The set of log-concave densities on $mathbb{R}^d$ forms a very attractive infinite-dimensional class. It is large enough to include many standard parametric families and yet it retains many of the desirable properties of Gaussian densities, e.g. closure under marginalisation, conditioning and convolution operations. Importantly, the class is also small enough to allow fully automatic estimation procedures, e.g. using maximum likelihood, where more traditional nonparametric methods would require troublesome choices of smoothing parameters. I will begin by describing the log-concave density estimation problem, including recent theoretical results. I will also show how related ideas of log-concave projections are relevant for other inferential problems including regression, testing and Independent Component Analysis.

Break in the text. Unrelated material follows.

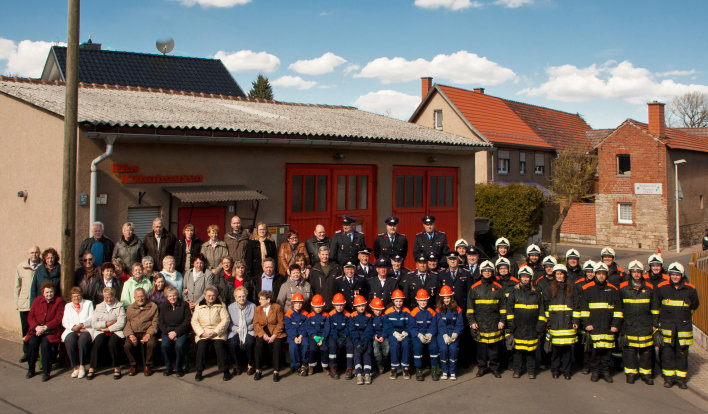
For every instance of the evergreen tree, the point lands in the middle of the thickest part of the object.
(261, 89)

Bio: I obtained my PhD in Statistics from the University of Cambridge in 2004. Following a research fellowship at St John's College, Cambridge, I was appointed to a lectureship in Statistics at the Statistical Laboratory in Cambridge in 2005. I was promoted to a readership in 2010 and to a full professorship from October 2013. I remain a fellow of St John's College, and currently hold an EPSRC Early Career Fellowship (worth GBP 1.2M) for five years from December 2012. My main research interests are in nonparametric and high-dimensional statistics. Particular topics include shape-constrained density and other nonparametric function estimation problems, nonparametric classification, clustering and regression, Independent Component Analysis, the bootstrap and high-dimensional variable selection problems. I was awarded the Royal Statistical Society Research prize (2008), a Leverhulme Research Fellowship (2011) and the Royal Statistical Society Guy Medal in Bronze (2012). I currently serve as an Associate Editor for the Annals of Statistics, the Journal of the Royal Statistical Society Series B, Biometrika and Statistica Sinica.